Classic small town girl goes to the big city. The only change is instead of Smallville to Manhattan, it’s Aleppo to Dubai. That excerpt is my friend describing her first visit.
It’s amazing how many of us are in denial on the effect the Gulf has on our daily lives, an effect that will surely grow exponentially in the near future. Let’s forget all the Foreign Direct Investment funneling our way, or the job opportunities and remittances that keep all our economies afloat. I want to focus on two things that get less media attention, but are much more important.
1- Global Image
Burj Khalifah, Masdar, Sex and the City 2, an apocalyptic Dubai video game… The gulf is one Qatari world cup away from being the first thing the world thinks of when “Arab” is mentioned (An Israeli think-tank recently advised officials to call Palestinians Arabs, since “Palestinian” makes you think refugees, bitterness, poverty, whereas “Arab” make you think oil, SUVs and money).
I know most of us have problems with the irresponsibility, immaturity, the hubris. But if you ask me, I prefer the image they’re drawing for us over the current image we have. They’re also growing, with Qatar visibly leading the way: Al-Jazeera English which gave the Arabs a global voice, Sheikha Mozah’s “College Complex”, even the statement that the enormous football stadiums being designed will have removable benches that will be given as charity to poorer countries once the cup is over suggests a different mindset. The Gulf is steadily becoming more mature, and I like it.
2- The melting pot:
20% of the population of the Emirates only are Emirati citizens. Every community in the Middle East has a significant presence. Add to that Westerners and South Asians, and you have by far the most multi-cultural nation in a region known for its heterogeneous societies.
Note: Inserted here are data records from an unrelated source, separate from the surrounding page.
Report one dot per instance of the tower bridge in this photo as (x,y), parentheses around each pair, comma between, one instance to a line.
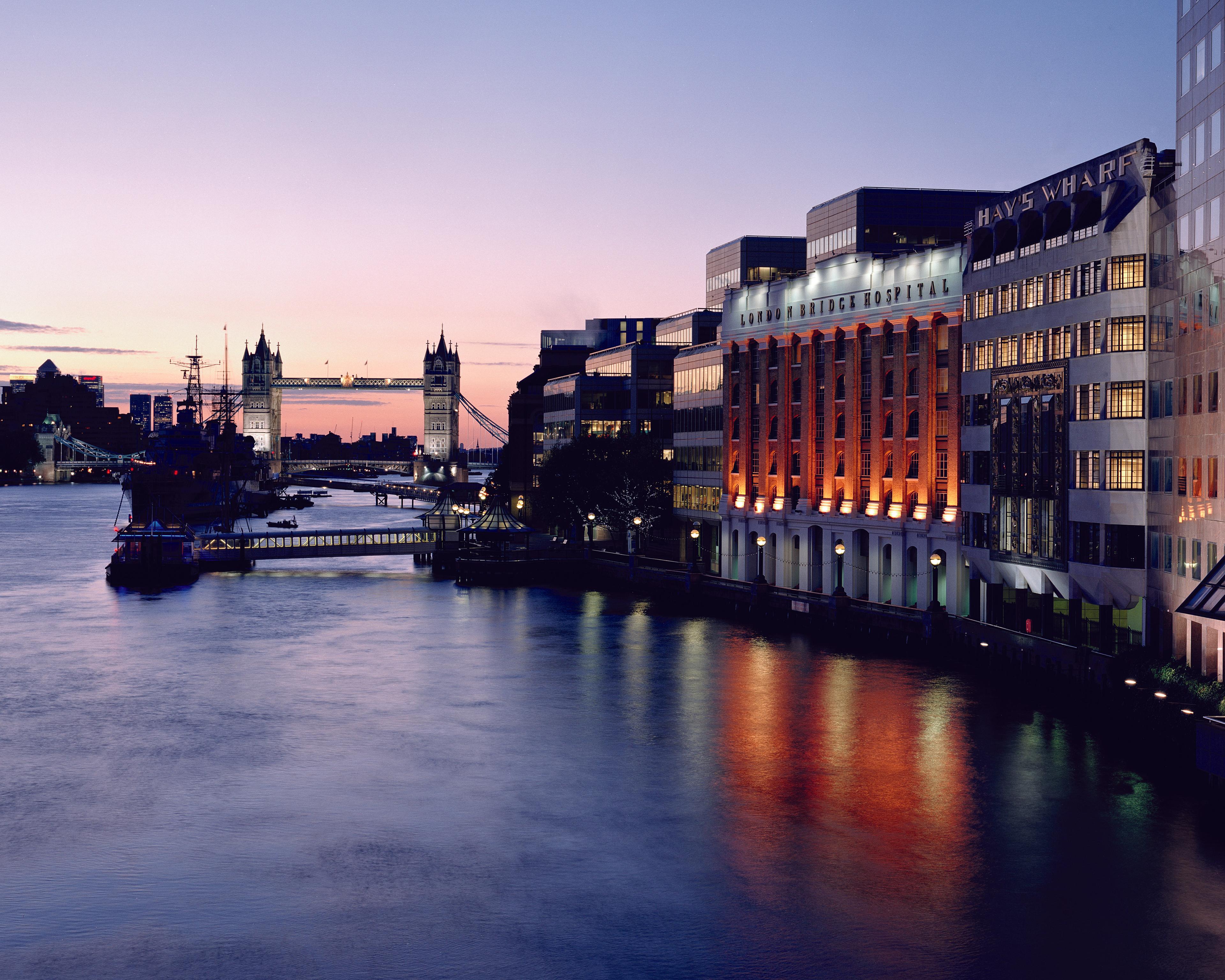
(264,384)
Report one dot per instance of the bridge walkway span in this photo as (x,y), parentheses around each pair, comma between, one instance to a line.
(263,546)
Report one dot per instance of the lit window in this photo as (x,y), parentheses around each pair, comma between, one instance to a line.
(1085,470)
(1126,400)
(1126,334)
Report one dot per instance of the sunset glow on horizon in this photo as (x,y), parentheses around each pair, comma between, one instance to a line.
(351,178)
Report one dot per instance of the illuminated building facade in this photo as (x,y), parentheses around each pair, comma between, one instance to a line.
(621,390)
(697,452)
(888,221)
(1055,367)
(140,407)
(1186,532)
(750,259)
(163,412)
(841,443)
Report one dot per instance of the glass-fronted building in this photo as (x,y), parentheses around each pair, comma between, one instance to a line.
(163,412)
(1055,364)
(697,452)
(888,221)
(1189,264)
(750,259)
(625,389)
(141,410)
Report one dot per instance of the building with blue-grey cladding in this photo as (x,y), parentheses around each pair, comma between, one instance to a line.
(841,445)
(625,390)
(1055,368)
(888,221)
(750,259)
(697,454)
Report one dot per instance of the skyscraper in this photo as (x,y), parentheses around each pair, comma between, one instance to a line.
(163,412)
(95,384)
(141,408)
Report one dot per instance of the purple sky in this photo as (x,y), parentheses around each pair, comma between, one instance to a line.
(352,176)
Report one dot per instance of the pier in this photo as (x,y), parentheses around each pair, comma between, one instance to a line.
(239,549)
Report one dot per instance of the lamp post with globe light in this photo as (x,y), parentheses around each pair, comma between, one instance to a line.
(935,560)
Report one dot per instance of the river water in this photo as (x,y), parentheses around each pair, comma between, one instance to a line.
(344,768)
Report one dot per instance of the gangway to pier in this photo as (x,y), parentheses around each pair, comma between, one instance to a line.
(237,548)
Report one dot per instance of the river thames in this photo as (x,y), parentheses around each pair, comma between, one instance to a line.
(344,768)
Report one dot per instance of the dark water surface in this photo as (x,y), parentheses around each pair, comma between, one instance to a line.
(342,768)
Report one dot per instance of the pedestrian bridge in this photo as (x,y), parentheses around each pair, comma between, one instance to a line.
(238,548)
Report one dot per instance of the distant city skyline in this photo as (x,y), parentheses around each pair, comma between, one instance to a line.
(351,178)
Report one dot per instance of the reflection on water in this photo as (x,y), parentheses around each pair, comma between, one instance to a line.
(345,768)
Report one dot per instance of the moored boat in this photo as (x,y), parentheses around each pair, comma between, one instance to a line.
(153,555)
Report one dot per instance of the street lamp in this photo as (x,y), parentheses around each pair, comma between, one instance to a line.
(761,559)
(631,536)
(935,581)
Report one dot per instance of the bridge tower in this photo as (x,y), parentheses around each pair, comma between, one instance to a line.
(261,402)
(440,374)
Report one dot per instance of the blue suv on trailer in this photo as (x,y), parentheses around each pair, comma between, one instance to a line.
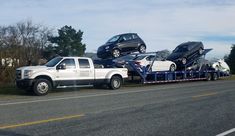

All the cooking ingredients are there, but no melting is going on. There’s no heat, no stirring. All the “creativity” I’ve heard till now is finding a new slur word for Levantine Arabs (Zalamehs they call us, turns out only we use that word).
But can you deny the potential? With 80% of them connected, how long is it going to take till some Jordanian blogger from Dubai decides to mix Egyptian and Iraqi cuisine, with a dash of Pakistani? How long till an alternative band in Bahrain decides to mix electric guitars with ethnic melodies? Won’t an age come where what the girls in Abu Dhabi wear define fashion in the region as a whole?